The park itself is not particularly large. It has swampy areas...spots where the water from the melting snows of Mt Kilamanjaro surface in the plains. These are the areas that sustain life during the long dry seasons. A few years ago there was a long drought that sadly killed thousands of animals. David said that everywhere you looked you saw dead and dying animals, starving because there was no food. Fortunately, rains have improved but they're still way below normal in the grasslands...they are hoping for good rainfall for November. I certainly hope they get them. Mount Kilamanjaro casts this land in the rain shadow, compounding the problem. It looked like rain was falling on the other side of the mountain, in Tanzania, though none fell where we were.
Safari drives generally take place early in the morning and in the evening, catching the cooler parts of the day when the animals are more likely to be on the move. Now, you must know, this lodge is not small, even though the park is. David said to meet him out front at four o'clock. Apparently this is the optimum time to raise the top of the van (at the last minute so the monkeys don’t get in) and head off to bounce over the savanna. Everyone in the lodge was given the same time so twenty vans or jeeps were lined up outside the lodge, waiting to head off on the washboard roads, in search of wild animals to shoot...fortunately only with cameras! The drivers all have radios so that they can let other drivers know where the animals are. A hot spot might have ten to fifteen of the vans converging for the photo-op. Even with the confusion and dust, we had a chance to see some amazing views of these animals, up close.
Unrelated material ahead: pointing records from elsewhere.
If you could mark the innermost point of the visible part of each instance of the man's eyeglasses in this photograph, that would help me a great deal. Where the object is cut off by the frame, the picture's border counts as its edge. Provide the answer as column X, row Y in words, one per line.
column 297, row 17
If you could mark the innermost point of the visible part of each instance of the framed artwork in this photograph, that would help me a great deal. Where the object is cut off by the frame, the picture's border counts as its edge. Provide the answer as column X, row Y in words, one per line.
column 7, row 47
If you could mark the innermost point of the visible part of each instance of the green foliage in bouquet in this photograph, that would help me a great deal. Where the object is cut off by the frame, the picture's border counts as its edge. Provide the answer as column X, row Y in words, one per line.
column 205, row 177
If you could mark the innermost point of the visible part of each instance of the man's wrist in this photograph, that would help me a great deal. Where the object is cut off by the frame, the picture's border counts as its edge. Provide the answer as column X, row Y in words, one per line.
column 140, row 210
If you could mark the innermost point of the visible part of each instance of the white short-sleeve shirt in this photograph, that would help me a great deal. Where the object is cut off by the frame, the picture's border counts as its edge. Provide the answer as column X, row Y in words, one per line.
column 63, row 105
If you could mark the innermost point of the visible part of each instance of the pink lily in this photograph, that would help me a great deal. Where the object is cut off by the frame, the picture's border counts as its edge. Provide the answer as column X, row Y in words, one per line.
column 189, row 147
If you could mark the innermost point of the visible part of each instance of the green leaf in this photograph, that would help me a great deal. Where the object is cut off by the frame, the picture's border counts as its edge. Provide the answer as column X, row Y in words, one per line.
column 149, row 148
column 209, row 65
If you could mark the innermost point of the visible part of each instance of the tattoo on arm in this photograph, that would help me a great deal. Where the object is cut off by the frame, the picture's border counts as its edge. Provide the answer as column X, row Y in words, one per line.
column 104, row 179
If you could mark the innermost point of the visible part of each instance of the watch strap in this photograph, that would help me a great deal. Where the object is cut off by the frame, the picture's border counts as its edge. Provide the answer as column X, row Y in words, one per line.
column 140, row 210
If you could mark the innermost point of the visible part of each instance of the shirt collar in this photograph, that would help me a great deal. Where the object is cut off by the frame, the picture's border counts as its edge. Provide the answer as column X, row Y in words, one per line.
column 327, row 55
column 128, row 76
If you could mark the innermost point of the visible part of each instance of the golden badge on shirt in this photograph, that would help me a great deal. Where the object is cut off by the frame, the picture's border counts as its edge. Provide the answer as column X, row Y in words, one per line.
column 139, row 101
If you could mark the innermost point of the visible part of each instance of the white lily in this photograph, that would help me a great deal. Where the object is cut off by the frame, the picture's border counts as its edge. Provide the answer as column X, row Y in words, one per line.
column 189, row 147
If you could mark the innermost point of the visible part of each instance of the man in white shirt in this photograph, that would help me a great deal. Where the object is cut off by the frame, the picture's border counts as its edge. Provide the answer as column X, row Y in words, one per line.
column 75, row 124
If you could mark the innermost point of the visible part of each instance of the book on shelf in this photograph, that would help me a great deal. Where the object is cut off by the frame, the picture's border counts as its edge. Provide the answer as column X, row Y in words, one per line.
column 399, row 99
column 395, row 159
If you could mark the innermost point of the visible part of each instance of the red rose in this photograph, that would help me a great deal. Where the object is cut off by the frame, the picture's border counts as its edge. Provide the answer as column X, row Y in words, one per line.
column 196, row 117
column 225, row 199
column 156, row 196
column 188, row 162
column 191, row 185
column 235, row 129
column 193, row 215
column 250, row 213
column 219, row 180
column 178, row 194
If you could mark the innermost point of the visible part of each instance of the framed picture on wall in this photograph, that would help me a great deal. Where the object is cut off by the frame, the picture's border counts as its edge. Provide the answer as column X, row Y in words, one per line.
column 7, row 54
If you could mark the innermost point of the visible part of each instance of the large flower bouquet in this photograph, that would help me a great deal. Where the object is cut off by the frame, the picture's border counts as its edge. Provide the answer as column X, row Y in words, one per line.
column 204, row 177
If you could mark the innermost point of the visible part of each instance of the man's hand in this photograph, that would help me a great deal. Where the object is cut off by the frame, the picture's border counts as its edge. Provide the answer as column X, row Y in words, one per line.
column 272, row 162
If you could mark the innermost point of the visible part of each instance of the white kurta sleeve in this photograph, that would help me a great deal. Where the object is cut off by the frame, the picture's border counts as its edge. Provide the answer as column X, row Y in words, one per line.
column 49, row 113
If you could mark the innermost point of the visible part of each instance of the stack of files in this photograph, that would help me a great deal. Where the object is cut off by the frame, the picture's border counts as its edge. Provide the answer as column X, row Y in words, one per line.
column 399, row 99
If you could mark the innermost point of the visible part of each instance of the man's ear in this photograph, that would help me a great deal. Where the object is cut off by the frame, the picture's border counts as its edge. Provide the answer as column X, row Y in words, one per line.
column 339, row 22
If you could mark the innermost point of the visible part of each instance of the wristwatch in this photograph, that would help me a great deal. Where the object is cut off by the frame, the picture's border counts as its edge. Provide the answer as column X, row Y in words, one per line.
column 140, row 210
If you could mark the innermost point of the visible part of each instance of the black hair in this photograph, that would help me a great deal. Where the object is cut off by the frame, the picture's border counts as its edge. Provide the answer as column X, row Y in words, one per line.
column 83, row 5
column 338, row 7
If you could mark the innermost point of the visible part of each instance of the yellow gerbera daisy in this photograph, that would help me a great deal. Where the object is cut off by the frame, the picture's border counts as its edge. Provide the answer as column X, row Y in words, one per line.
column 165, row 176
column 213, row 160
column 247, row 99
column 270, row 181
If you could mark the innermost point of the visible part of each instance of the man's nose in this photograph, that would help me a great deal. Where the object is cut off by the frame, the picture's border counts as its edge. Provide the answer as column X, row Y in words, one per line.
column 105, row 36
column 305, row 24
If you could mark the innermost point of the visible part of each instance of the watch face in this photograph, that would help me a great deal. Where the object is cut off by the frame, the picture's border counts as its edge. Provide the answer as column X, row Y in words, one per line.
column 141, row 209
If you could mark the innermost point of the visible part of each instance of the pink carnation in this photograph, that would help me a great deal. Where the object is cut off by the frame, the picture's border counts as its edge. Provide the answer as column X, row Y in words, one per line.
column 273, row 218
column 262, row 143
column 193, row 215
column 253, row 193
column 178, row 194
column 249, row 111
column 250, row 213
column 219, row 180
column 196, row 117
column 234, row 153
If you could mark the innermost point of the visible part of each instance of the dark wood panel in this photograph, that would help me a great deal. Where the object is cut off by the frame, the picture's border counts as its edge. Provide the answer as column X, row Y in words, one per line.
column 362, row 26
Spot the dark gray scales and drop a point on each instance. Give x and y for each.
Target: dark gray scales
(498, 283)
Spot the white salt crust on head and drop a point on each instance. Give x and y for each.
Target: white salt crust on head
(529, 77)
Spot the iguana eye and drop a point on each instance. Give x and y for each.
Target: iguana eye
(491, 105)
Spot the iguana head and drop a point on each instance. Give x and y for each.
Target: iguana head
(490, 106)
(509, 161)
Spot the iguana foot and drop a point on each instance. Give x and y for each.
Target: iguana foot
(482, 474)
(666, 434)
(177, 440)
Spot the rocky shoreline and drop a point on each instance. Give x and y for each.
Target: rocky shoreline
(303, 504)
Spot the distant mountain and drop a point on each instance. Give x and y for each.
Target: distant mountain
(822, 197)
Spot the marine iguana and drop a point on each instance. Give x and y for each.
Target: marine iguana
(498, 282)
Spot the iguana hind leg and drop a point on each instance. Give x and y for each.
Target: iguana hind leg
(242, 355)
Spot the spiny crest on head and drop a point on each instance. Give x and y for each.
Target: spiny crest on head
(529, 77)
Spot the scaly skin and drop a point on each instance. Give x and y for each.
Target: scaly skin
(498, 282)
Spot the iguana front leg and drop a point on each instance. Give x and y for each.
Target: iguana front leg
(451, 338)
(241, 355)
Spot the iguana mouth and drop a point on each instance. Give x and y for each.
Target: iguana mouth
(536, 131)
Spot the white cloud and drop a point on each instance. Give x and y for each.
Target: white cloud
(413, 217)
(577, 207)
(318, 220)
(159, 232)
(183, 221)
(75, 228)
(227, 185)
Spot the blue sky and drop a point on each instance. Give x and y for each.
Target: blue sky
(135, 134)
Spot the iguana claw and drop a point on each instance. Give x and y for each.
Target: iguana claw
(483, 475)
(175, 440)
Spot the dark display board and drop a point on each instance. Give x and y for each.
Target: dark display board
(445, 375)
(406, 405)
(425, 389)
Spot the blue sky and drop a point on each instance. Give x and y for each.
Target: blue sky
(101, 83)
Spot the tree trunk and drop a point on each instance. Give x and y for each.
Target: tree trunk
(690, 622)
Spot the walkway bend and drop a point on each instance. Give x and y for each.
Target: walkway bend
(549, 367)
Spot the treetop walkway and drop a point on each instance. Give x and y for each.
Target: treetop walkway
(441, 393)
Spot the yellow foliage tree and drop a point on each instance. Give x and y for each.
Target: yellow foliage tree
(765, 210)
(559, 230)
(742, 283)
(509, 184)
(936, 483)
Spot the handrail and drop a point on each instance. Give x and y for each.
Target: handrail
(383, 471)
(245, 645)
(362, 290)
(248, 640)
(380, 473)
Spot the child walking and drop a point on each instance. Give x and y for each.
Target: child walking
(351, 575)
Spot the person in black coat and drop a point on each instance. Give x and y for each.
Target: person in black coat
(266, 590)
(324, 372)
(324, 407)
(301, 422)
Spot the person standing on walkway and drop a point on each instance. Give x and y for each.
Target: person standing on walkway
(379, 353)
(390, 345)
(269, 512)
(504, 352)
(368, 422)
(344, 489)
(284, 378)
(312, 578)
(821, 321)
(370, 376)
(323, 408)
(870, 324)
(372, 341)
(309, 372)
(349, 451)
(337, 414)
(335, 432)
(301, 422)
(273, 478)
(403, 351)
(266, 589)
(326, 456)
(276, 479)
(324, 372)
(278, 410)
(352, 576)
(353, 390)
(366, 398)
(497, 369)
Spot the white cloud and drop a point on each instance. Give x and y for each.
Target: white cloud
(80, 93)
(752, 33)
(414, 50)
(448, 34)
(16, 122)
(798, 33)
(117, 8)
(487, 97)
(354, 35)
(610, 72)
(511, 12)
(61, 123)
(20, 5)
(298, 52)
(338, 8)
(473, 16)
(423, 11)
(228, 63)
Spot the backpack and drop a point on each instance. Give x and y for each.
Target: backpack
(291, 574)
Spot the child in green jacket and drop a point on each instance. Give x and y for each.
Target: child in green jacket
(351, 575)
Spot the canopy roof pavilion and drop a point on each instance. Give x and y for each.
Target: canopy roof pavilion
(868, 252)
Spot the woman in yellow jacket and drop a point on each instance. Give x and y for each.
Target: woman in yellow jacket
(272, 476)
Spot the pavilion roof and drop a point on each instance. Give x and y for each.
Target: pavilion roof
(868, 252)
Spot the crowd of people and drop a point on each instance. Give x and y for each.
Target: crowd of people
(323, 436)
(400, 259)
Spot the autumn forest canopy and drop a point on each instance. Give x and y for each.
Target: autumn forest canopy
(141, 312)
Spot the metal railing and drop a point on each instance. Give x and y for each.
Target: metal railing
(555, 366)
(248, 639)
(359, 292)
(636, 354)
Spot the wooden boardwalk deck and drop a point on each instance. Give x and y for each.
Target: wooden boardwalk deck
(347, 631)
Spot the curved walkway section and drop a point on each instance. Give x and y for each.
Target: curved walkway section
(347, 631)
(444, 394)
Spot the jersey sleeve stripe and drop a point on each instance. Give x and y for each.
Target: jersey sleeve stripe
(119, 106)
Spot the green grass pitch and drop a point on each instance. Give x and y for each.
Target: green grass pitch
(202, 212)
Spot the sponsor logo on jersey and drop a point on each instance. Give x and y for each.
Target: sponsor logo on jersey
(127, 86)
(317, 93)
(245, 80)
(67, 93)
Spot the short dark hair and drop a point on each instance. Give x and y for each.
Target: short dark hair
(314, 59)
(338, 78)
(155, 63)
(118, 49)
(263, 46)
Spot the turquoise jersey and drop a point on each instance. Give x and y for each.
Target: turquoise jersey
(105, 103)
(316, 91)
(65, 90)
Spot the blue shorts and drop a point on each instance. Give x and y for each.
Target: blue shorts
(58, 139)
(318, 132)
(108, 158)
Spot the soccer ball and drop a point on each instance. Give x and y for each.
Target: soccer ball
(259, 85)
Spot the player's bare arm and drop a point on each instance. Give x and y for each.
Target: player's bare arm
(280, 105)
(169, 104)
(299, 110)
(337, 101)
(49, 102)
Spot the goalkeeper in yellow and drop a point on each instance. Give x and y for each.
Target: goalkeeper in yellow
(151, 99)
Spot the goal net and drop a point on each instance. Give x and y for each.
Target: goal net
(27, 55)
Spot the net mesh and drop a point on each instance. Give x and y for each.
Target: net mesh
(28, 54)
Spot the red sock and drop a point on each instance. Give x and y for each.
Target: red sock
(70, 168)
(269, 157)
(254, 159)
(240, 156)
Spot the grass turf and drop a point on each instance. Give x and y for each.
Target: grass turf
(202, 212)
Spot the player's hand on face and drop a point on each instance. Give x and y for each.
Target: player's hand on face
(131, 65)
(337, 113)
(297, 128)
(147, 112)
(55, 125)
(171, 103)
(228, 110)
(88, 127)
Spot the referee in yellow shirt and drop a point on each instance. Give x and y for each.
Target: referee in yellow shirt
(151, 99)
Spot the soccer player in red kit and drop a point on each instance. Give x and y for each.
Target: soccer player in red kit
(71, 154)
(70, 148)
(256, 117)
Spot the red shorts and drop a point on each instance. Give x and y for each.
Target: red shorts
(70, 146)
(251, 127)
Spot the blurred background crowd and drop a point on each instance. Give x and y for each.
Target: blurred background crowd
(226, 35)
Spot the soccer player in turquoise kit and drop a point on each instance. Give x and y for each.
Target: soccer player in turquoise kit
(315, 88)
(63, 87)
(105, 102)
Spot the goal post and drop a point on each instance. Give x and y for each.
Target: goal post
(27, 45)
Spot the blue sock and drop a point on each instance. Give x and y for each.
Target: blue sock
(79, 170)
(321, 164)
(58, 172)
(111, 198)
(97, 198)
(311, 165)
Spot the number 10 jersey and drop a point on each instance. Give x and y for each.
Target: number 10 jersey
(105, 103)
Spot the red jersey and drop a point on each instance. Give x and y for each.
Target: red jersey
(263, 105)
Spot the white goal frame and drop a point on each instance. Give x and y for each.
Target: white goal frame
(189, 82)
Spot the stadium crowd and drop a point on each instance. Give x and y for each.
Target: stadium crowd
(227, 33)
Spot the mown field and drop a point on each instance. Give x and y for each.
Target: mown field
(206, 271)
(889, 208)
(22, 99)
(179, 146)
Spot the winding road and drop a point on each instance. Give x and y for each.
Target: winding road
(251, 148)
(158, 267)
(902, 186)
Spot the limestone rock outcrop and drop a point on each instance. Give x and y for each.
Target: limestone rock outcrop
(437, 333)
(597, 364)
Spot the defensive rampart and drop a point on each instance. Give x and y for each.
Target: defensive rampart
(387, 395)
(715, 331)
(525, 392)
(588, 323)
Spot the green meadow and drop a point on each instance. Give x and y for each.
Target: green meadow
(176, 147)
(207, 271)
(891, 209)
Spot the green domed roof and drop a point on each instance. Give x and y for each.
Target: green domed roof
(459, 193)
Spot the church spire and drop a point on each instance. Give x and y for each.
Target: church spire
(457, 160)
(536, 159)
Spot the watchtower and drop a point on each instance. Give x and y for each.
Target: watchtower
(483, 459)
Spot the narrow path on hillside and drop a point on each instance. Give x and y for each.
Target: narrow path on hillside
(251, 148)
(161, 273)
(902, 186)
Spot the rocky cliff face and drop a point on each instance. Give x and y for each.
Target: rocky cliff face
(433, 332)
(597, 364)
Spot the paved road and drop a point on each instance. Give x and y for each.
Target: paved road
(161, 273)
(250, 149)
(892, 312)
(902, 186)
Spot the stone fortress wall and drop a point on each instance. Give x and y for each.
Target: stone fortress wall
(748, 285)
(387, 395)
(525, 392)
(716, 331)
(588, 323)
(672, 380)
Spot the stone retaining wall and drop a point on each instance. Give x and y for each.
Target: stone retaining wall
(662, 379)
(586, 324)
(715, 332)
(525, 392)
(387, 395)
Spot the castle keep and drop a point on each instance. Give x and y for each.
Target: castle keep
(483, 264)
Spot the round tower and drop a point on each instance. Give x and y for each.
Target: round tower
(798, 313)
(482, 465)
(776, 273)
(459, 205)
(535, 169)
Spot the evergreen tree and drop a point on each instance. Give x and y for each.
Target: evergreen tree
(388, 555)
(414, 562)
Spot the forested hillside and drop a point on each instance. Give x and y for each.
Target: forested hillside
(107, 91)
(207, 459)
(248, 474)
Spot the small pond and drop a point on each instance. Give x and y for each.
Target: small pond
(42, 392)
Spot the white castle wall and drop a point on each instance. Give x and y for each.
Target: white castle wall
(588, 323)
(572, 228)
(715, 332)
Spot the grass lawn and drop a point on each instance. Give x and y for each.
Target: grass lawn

I think the best view was a herd of zebras. They seemed a bit restless, shuffling, looking around, not really grazing. The stallions had a wary look to them. A good pair of binoculars told us why...there were nine lions lounging around in front of them. Now I would have thought the zebras would have moseyed along, moving away but no, they stayed in the area, watching. Perhaps they wanted to keep those predators in their sight...or maybe they knew that the lions were full already?
We seem to have an affinity for cloud covered mountains. We were in China, to see Snow Dragon Mountain but the entire time all we heard was how beautiful and stunning it was...never saw it. Now we are at the base of the largest volcano in Africa...maybe even the world...and it's covered in clouds. We are making offerings to the wind and picture gods to have it clear for us. Hopefully...
The next morning, after a wonderful breakfast, we again put up the roof and headed out on safari for another washboard drive across the savanna. The temperature dropped today so the ambulating herds heading for the water swamps were making the trek a bit later...good for us because we saw lots of them on the move.
We discovered the latest contestants for the Olympic synchronized swimming - pelicans. We found five of them swimming around in one of the swampy areas (though the video was taken before the other birds joined in). Every time they saw a fish or other delicacy to eat, ALL five ducked their heads, raised their butts and spread their wings a bit, in unison! They did it over and over again, not a fluke. David said it was a fishing strategy...if that tasty morsel got away from the first one, no matter which way it went, it was likely to get picked up by the next guy in line. Cooperative teamwork!
Dust devils are everywhere here. The dirt is very dry, silty, super fine, and the playing winds whip them up quickly. As you look out, you can see ten or more at any given time. The colors are interesting, varying from very red to sandy to nearly black.